We also believe that product design is not just a creative field; It’s a question of performance – one design will always outperform the other. We try to centralize the teachings of all our projects to design based on proven tactics to minimize risky assumptions.

How do you share knowledge internally?

MacRae: Appetizer has created more internal IPs than most agencies. This includes our base plate; our gold standards to unify the team based on best practices, which a large part of our team continually investigates, tests and repeats; and our teaching materials and courses.

For the latter, we have established the University of the Aperitif. It has a growing curriculum of manufacturing-relevant topics such as standards, best practices, and guidelines, and also covers topics like economics, CRO, and data analytics. Antipasto employees even have weekly exams that ask them to apply what they have learned.

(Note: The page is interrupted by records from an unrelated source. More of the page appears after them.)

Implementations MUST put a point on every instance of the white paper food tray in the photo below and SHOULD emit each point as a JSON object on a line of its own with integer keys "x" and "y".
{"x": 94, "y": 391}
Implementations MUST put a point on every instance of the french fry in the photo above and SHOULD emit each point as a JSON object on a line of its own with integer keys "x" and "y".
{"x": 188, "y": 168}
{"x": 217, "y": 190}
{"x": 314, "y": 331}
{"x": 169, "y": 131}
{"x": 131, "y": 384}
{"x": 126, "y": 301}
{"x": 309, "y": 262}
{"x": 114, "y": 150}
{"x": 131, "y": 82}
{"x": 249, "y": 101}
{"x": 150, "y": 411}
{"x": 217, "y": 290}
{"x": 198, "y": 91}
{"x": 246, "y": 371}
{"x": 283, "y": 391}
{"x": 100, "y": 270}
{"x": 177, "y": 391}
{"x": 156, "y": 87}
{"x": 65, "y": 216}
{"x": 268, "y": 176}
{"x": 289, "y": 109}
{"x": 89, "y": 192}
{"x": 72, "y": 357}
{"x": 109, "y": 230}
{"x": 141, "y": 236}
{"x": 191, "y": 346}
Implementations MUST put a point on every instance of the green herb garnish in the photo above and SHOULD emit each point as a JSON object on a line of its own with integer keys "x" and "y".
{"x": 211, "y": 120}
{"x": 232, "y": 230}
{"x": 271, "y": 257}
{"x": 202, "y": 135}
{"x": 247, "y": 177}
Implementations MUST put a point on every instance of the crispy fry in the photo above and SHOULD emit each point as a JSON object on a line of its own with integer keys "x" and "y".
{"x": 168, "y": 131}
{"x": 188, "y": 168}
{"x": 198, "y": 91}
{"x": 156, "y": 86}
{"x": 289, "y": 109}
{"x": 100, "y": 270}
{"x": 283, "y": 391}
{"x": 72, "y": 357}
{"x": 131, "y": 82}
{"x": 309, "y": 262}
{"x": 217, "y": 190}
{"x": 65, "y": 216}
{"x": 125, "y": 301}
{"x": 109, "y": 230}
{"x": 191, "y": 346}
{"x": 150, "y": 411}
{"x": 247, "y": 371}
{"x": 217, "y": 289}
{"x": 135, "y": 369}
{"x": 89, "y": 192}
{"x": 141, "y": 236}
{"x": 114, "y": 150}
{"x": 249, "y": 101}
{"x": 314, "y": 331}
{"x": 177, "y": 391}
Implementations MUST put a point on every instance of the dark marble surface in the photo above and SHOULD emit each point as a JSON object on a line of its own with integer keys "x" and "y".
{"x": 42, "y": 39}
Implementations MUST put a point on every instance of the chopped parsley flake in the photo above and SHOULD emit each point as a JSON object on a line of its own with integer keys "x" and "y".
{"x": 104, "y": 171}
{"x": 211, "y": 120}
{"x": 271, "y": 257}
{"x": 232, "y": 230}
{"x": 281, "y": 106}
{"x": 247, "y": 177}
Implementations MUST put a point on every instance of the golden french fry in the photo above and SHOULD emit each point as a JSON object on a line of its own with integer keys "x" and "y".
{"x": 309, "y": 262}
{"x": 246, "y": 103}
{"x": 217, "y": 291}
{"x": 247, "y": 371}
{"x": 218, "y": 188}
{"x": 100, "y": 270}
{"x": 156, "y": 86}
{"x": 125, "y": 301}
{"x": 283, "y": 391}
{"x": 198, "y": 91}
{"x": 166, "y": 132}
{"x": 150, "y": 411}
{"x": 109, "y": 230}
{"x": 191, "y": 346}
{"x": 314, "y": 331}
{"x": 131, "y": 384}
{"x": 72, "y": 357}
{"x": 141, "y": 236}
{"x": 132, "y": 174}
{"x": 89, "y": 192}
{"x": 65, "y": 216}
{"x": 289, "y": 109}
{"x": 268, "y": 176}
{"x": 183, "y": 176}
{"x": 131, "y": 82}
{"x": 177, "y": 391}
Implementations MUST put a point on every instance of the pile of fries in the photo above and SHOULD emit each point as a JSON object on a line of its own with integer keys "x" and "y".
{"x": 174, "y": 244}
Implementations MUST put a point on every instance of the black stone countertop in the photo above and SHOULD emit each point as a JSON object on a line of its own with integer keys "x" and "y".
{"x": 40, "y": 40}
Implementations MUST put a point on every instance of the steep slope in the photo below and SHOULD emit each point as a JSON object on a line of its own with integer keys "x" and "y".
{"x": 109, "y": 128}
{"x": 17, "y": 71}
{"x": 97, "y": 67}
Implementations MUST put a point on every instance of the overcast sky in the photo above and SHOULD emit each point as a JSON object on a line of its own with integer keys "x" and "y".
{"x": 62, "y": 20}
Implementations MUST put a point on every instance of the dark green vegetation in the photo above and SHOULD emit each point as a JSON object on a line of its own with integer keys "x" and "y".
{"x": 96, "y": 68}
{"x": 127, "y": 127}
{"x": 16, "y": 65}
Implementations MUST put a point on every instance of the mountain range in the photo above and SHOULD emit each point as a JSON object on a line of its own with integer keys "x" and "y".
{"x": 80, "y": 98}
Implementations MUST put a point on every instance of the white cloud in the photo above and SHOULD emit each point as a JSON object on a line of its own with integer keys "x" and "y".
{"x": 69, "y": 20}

What are some of your plans for next year?

Shostak: With a remote culture, our plan has always been to hire the best talent in the world. This started with a focus on Asia Pacific first. So far we are in Davao, Cebu, Manilla, Melbourne and Sydney. In 2022, we are looking to expand it to some other continents [ … ] and you can expect to see us in the US within the next 12 months.

Additionally, starting in 2022 and beyond, we want to build our startup community and platform and expand it globally. From collaborating with investors, crowdfunding platforms, lawyers and accountants to creating our educational content. We want to enable startups to conquer international markets. And we’re also building an incubator called Appetizer Ventures, where we’ll help accelerate client start-ups further and even potentially build some in-house.